Example 02: Simulation -- Training on Multiple Datasets¶
Simulation is the most common mode in system identification: the model predicts
output y(t) from input u(t) alone, with no access to past measured outputs. This
example trains simulation models on benchmark datasets and introduces
InferenceWrapper for numpy-based inference.
Prerequisites¶
This notebook builds on concepts from Examples 00 and 01. Make sure you are familiar with creating DataLoaders and training a basic model before proceeding.
Setup¶
from tsfast.tsdata.benchmark import create_dls_silverbox, create_dls_wh
from tsfast.models.rnn import RNNLearner
from tsfast.inference import InferenceWrapper
from tsfast.training import fun_rmse
What is Simulation?¶
In simulation mode, the model sees only the input signal u(t) and must predict the output y(t). The model has no access to measured outputs -- it must simulate the system's behavior purely from the input.
This is the simplest and most common mode for system identification. Think of it as a black-box model that takes a control signal and predicts what the system will do, without ever "peeking" at the real measurements during inference.

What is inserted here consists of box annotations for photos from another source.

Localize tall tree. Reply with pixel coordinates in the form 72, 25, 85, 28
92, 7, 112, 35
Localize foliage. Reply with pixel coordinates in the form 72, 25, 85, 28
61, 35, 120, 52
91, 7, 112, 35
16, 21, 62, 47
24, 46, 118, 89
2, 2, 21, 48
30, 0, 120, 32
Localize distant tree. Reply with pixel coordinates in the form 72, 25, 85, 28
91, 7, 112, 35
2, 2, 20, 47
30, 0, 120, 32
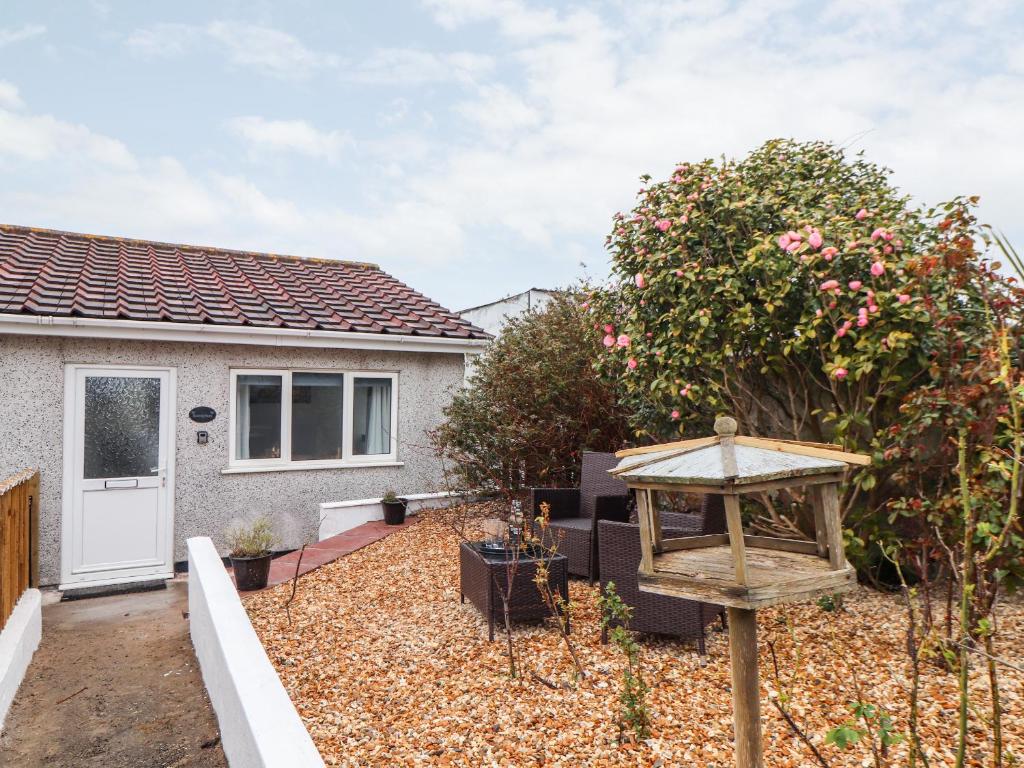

Load the Silverbox Dataset¶
The Silverbox is a standard benchmark in system identification. It is an electronic circuit that mimics a nonlinear mass-spring-damper system.
bs=16: batch size of 16 windows per training stepwin_sz=500: each training window is 500 timesteps longstp_sz=10: consecutive windows are offset by 10 timesteps (overlapping windows)
dls = create_dls_silverbox(bs=16, win_sz=500, stp_sz=10)
Train an LSTM with n_skip¶
RNNs start with a zero hidden state, so the first N predictions are unreliable
because the network hasn't "warmed up" yet. The n_skip parameter excludes the
first N timesteps from the loss computation, so the model isn't penalized for the
transient warmup period.
Key parameters:
rnn_type='lstm': use an LSTM cell (alternatives:'gru','rnn')n_skip=50: exclude the first 50 timesteps from the losshidden_size=40: 40 hidden units in the LSTM layermetrics=[fun_rmse]: track root mean squared error during training
lrn = RNNLearner(dls, rnn_type='lstm', n_skip=50, hidden_size=40, metrics=[fun_rmse])
lrn.show_batch(max_n=4)
lrn.fit_flat_cos(n_epoch=10, lr=3e-3)
Visualize Results¶
show_results overlays the model's predictions against the true output on
validation windows. The model has never seen these windows during training.
lrn.show_results(max_n=3)
Evaluating on the Validation Set¶
validate() runs the model on the validation set and returns a tuple of
(loss, {metric_name: value}). You can pass a different DataLoader via
dl= to evaluate on other splits (e.g., lrn.validate(dl=dls.test)).
val_loss, val_metrics = lrn.validate()
print(f"Validation loss: {val_loss}")
print(f"Validation metrics: {val_metrics}")
Getting Predictions¶
get_preds returns a tuple of (predictions, targets) as tensors. This is
useful for custom analysis, plotting, or computing metrics that aren't built
into tsfast.
preds, targs = lrn.get_preds(ds_idx=1)
print(f"Predictions shape: {preds.shape}")
print(f"Targets shape: {targs.shape}")
Training on a Different Dataset¶
The same workflow applies to any benchmark dataset. Here we train on the Wiener-Hammerstein benchmark, which models a different nonlinear dynamic system. The only change is the DataLoader factory function -- the model architecture and training loop are identical.
dls_wh = create_dls_wh()
lrn_wh = RNNLearner(dls_wh, rnn_type='lstm', n_skip=50, hidden_size=40, metrics=[fun_rmse])
lrn_wh.fit_flat_cos(n_epoch=10, lr=3e-3)
lrn_wh.show_results(max_n=3)
Using Your Model: InferenceWrapper¶
After training, you often want to run inference with numpy arrays -- for example, in a deployment pipeline or when integrating with scipy/control toolboxes.
InferenceWrapper handles the full pipeline automatically:
- Converts numpy input to a PyTorch tensor
- Applies the same input normalization used during training
- Runs the model forward pass
- Converts the output back to a numpy array
wrapper = InferenceWrapper(lrn)
xb, yb = dls.valid.one_batch()
np_input = xb.cpu().numpy()
y_pred = wrapper.inference(np_input)
print(f"Input shape: {np_input.shape}")
print(f"Output shape: {y_pred.shape}")
Key Takeaways¶
- Simulation models predict output from input alone (no output feedback). The model must learn the full system dynamics from the excitation signal u(t).
n_skiphandles the RNN warmup transient by excluding early timesteps from the loss, so the model isn't penalized while its hidden state initializes.ds_idxselects which data split to evaluate: 0 = train, 1 = valid, 2+ = test sets from the benchmark.InferenceWrapperprovides numpy-in / numpy-out inference with automatic normalization, making it easy to use trained models outside of the training loop.